Un autre roman sur l'Holocauste? Vous l'avez assez lu, assez vu au cinéma? Pas si vite - vous ne savez pas tout, pas encore. Car il y a Nuit d'Edgar Hilsenrath.

Ce roman se déroule dans le ghetto de Prokov, en Ukraine occupée par les soldats roumains, dans une zone qu'on appelait brièvement, pendant la Seconde Guerre mondiale, la Transnistrie. Les nombreux juifs de la région furent incarcérés, non pas dans des camps de concentration gérés par les Allemands, mais dans des quartiers des villes, comme à Prokov. Là où autrefois vivaient des centaines de personnes, en vivent maintenant des dizaines de milliers, souvent dans des ruines. Ici à Prokov, pas de machine de guerre nazie, pas de cruauté légendaire des SS. Pas besoin. Les survivants juifs du ghetto s'occupent de tout: cruauté et fraternité, les deux, main dans la main.

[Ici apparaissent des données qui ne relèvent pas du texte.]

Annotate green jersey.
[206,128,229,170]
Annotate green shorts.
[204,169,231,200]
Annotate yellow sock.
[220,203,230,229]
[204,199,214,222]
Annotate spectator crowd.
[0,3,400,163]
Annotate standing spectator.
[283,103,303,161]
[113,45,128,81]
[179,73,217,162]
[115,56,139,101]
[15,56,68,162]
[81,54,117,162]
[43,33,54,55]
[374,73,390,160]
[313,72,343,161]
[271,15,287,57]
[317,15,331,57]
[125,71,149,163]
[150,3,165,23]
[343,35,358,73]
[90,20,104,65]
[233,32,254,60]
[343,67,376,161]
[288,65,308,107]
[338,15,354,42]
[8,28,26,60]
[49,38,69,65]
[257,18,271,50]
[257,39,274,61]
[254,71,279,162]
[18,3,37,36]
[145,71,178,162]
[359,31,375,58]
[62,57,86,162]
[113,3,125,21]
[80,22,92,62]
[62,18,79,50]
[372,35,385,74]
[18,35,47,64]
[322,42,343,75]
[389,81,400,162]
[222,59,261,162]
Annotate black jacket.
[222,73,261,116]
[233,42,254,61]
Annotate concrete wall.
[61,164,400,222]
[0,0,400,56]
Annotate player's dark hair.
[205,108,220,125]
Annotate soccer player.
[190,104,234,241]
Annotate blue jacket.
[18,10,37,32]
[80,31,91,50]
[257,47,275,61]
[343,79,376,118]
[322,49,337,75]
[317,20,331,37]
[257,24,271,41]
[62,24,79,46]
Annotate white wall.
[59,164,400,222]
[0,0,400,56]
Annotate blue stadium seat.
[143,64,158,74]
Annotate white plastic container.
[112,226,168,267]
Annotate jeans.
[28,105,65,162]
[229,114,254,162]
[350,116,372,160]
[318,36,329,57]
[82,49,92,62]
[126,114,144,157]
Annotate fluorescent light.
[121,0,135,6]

«L'homme est un loup pour l'homme» - ça pourrait être la devise de ce roman documentaire. D'un côté, le ghetto présente un visage presque normal: on y trouve un café, un salon de coiffure, un bordel pour les soldats, des marchands. De l'autre côté, côté ombre, c'est la misère et l'abjection totales.

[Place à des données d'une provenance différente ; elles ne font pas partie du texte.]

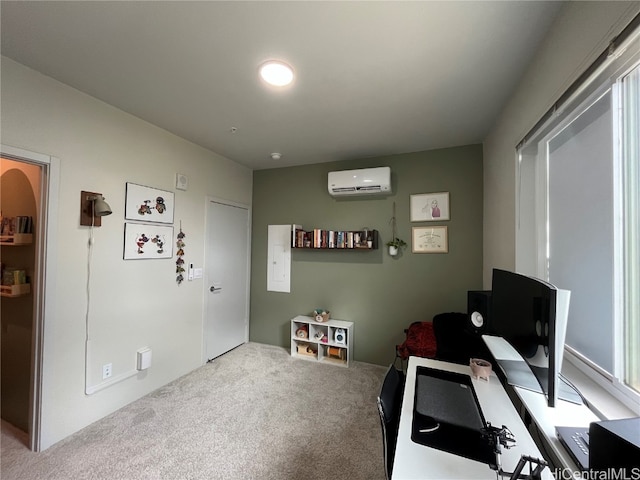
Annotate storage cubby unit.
[291,224,378,251]
[291,315,353,367]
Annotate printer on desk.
[557,417,640,470]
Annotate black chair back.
[378,365,404,480]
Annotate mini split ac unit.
[327,167,392,197]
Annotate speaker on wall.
[467,290,491,335]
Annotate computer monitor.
[491,269,581,407]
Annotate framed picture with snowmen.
[124,182,174,224]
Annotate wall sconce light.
[80,191,112,227]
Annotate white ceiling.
[0,1,562,169]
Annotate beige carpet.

Ce livre a provoqué de la controverse à sa sortie en allemand, justement par cet aspect cru. Edgar Hilsenrath, fils de commerçants aisés né en 1926, survivant de l'Holocauste, dépeint les Juifs du ghetto non pas comme de nobles victimes, mais comme de simples gens prêts à tout pour survivre. Au milieu de cet enfer on trouve Ranek, le héros du roman. Rester humain ne l'intéresse pas; survivre, si. Son frère se meurt de typhus en bas de l'escalier de la ruine où il squatte avec d'autres, y compris Deborah, la femme de son frère. Il veut bien former une nouvelle alliance avec Deborah, mais après la mort de son frère, il lui arrache ses dents d'or à l'aide d'un marteau rouillé, ce qui n'attendrit pas le coeur de la dame - même si elle lui a donné sa permission. Ce livre ressemble à un vaste tableau de Bosch, ou de Brueghel. Ici un homme, las d'attendre la mort, essaie de se pendre, mais il lui manque l'énergie pour achever le geste. Dans la ruine qui abrite Ranek, un médecin pratique un avortement, ensuite une naissance par césarienne, dans des conditions impensables. Un autre homme envoie sa femme au bordel pour qu'elle lui procure de quoi manger. Où que vous regardiez dans ce tableau, grotesquerie, cruauté et humanité vous sautent aux yeux.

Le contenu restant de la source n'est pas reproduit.